You may have noticed that this nose cone has a similar profile to the Big Bertha nose cone, but while the Bertha uses a BT60 body tube - 1.637 inches in diameter, the BT80 is 2.6 inches in diameter. For a beginning model rocketeer, that's really big!
Regular readers of the blog may also recognize this nose cone as part of the ICU2 camera payload bay from Make: Rockets: Down-to-Earth Rocket Science by Mike Westerfield, which I used in the design of the Janus II two-stage rocket.
Since I had another one, I played around a little with a few designs.
A really large rocket, called Titus, after my girlfriend's nephew.
Meh... This kid needs to have a cooler looking rocket named after him.
Also played around with a large two-stage rocket.
Could be fun, especially with the two large 24mm diameter motors. But still a little inelegant. It was probably late at night when I did this one.
I might make a larger, not-quite-proportional version of the Copperhead rocket pictured above.
A larger Copperhead design with the BT80 nose cone, and a 29mm motor mount, for E, F or G motors
Of course, the Janus II with its payload bay was lost on first flight, so I may just rebuild that...
Finally, a design I nearly forgot about. This must have been months ago.
Arrowhead
I had this idea when building both Sounder I, a tiny minimum diameter rocket I lost on its first flight, and the Ceres B booster, again from Mike Westerfield's book.
I stacked one on top of the other with a balsa transition I had in the parts box.
It reminded me of some of these:
This looks like a two-stage sounding rocket, but it's really just one stage. Not that you couldn't do a two-stager here, but it would require some electronics I haven't worked with just yet.
I haven't discussed staging on the blog yet, but in brief, most model rockets with multiple stages rely on the first motor igniting the second. The first motor has no delay grain or ejection charge, or even clay cap.
The propellant is exposed at the forward end of the motor, so when it burns up, hot particles shoot forward into the nozzle of the second motor, igniting the second stage propellant.

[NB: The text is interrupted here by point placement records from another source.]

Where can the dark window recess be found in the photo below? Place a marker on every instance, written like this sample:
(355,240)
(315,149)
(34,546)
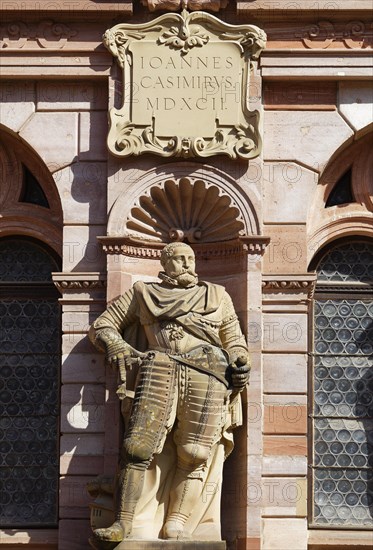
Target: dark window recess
(342,191)
(343,388)
(29,385)
(32,191)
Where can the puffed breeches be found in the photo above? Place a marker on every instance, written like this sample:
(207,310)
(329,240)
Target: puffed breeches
(169,394)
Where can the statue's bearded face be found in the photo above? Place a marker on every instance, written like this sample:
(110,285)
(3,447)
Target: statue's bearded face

Many multi-stage rockets have the motors touching each other. This is known as contact staging. There can be a gap between them, in what is known as gap staging, but the gap can only be so wide - 12 inches is probably the maximum.
This rocket is longer than that, and the two parts are separated by a solid balsa transition, so there would be no way for the hot propellant particles to reach the top portion. You can make hollow paper transitions, but I'm not very good at that yet, and balsa transitions of all sizes are available online.
Again, for a beginning designer, working around available components is the easiest way to get started.
High power rocketeers do multi-stage rockets using altimeters, or sometimes timers, to electronically ignite upper stages in the air. This is known as an air start.